5.2k Views Asked by At

I have a question regarding the representation of the uint8 data.

I have a MATLAB MAT file where uint8 data are saved.

The MAT file is reading into Python using scipy.io.loadmat() and a dictionary is formed. The array corresponding to the data filed of the MAT file is extracted from the dictionary. The array looks like:

array[[162],[122],...[135],dtype:uint8]

After that, this array is saved into txt format for later file reading. However, the data in the txt file is double precision. For example, uint8 data 162 is saved as 1.620000000000000000e+02. This is not what i want, because it would occupy too much memory.

What I need is that each one byte from source_file.read() corresponds to one uint8 data.

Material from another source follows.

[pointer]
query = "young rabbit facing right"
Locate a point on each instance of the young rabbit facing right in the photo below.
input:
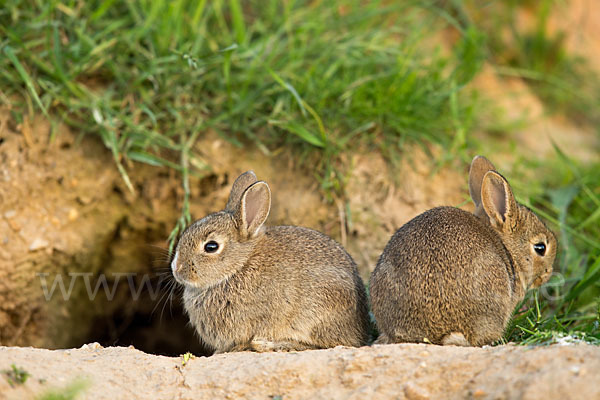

Is there a better way to represent the uint8 data? Convert uint8 to string is possible but still take 2-3 bytes.

2

There are 2 best solutions below

1
On

You're presumably using numpy.savetxt, which has default fmt argument '%.18e', meaning "in exponential format with 18 digits of precision."

You could change it to something that'll spit out an integer (e.g. fmt='%d'), but that's still quite inefficient in terms of file space usage (since it's an ASCII-encoded integer).

numpy.save is in a much more efficient binary format, which is much closer to what you're asking for, though it includes some headers (format description). If you want just the binary data then tostring as suggested by dbaupp is the way to go:

with open('outfile', 'wb') as f:
    f.write(the_array.tostring())
0
On

Numpy has tostring() and fromstring() which convert between a ndarray data structure and a binary string. E.g.

> a = numpy.array([162,122,135], dtype=numpy.uint8)
> a.tostring()
'\xa2z\x87'

(That string is ['\xa2', 'z', '\x87'], the \x.. represents a single byte.)